Nombre de vieux us matrimoniaux ont disparu, même en Bretagne, ce Conservatoire par excellence de la tradition: la coutume de la soupe au lait s'y est maintenue avec fidélité. Brizeux l'a popularisée dans une ballade célèbre:
Chantons la soupe blanche, amis, chantons encor
Le lait et son bassin plus jaune que de l'or.
Près du lit des époux chantons la soupe blanche.
La voilà sur le feu qui bout dans son bassin.
Comme les flots de joie et d'amour dans leur sein,
La voilà sur le feu qui déborde et s'épanche.
Chantons, etc.
Bien! Le lait jusqu'aux bords dans les écuelles fume:
Dans un seul vase offrons leur part aux deux époux,
Pour qu'ils boivent toujours ainsi que ce lait doux
Dans un vase commun le miel et l'amertume.
Chantons, etc.
Admirez! admirez! De ses larges mamelles
La génisse féconde a donné ce lait blanc.

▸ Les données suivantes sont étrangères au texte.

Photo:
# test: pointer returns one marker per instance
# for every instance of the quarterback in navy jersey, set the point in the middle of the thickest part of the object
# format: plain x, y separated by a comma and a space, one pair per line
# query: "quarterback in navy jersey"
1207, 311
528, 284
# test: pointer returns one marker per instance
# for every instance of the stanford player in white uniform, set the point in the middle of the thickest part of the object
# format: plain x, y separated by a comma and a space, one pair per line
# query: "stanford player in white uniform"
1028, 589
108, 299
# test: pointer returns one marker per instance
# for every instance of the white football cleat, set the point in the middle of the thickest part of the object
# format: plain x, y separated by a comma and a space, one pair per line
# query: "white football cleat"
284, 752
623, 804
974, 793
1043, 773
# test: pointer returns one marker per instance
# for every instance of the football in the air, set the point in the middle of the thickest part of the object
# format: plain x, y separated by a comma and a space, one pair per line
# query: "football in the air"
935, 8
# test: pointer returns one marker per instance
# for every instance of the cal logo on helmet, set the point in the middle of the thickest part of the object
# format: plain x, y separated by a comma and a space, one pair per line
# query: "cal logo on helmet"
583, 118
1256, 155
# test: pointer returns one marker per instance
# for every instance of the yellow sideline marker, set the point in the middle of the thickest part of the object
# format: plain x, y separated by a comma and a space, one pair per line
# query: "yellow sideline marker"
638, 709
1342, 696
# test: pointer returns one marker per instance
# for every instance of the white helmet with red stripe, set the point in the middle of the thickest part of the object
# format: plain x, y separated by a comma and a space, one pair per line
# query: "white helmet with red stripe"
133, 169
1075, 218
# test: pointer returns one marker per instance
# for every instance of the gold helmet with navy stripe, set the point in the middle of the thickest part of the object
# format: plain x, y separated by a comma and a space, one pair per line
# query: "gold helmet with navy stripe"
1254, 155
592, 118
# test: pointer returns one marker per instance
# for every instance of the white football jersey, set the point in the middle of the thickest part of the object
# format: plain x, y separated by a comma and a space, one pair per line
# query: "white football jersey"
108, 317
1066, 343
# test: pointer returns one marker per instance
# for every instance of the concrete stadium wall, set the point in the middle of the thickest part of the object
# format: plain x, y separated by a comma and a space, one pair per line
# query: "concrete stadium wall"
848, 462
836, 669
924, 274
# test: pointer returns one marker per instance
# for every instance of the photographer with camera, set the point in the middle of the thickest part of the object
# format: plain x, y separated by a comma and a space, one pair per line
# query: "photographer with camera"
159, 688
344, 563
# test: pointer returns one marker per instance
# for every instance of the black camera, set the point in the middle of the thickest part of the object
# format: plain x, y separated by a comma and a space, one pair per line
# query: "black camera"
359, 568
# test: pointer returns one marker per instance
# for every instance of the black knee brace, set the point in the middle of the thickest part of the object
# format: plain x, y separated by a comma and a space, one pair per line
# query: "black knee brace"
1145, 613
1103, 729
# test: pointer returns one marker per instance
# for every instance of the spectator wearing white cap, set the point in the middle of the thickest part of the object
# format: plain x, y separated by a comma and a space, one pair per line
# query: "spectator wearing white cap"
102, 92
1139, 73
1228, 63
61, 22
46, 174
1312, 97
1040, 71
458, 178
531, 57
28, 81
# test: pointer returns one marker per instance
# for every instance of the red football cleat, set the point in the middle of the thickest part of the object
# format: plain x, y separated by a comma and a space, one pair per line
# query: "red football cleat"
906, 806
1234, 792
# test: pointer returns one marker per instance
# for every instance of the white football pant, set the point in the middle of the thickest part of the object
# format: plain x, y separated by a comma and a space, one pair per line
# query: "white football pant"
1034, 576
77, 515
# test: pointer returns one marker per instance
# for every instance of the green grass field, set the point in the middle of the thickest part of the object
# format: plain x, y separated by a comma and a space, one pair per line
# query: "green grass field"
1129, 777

Ainsi la jeune mère, avant la fin de l'an,
Versera son lait pur à deux bouches jumelles.
Chantons, etc.
Saint Herbod, écoutez les appels de notre âme,
Et vous, sainte Enora, les vœux de notre cœur:
Oh! ne laissez jamais sans la douce liqueur
Les pis de la génisse et les seins de la femme.
Chantons, etc.
Assez! Les mariés ont bu la soupe blanche.
L'épouse rougissante est pleine d'embarras.
Elle voudrait cacher sa tête sous son bras.
L'époux attire à lui cette fleur qui se penche.
Chantons la soupe blanche, amis, chantons encor
Le lait et son bassin plus jaune que de l'or.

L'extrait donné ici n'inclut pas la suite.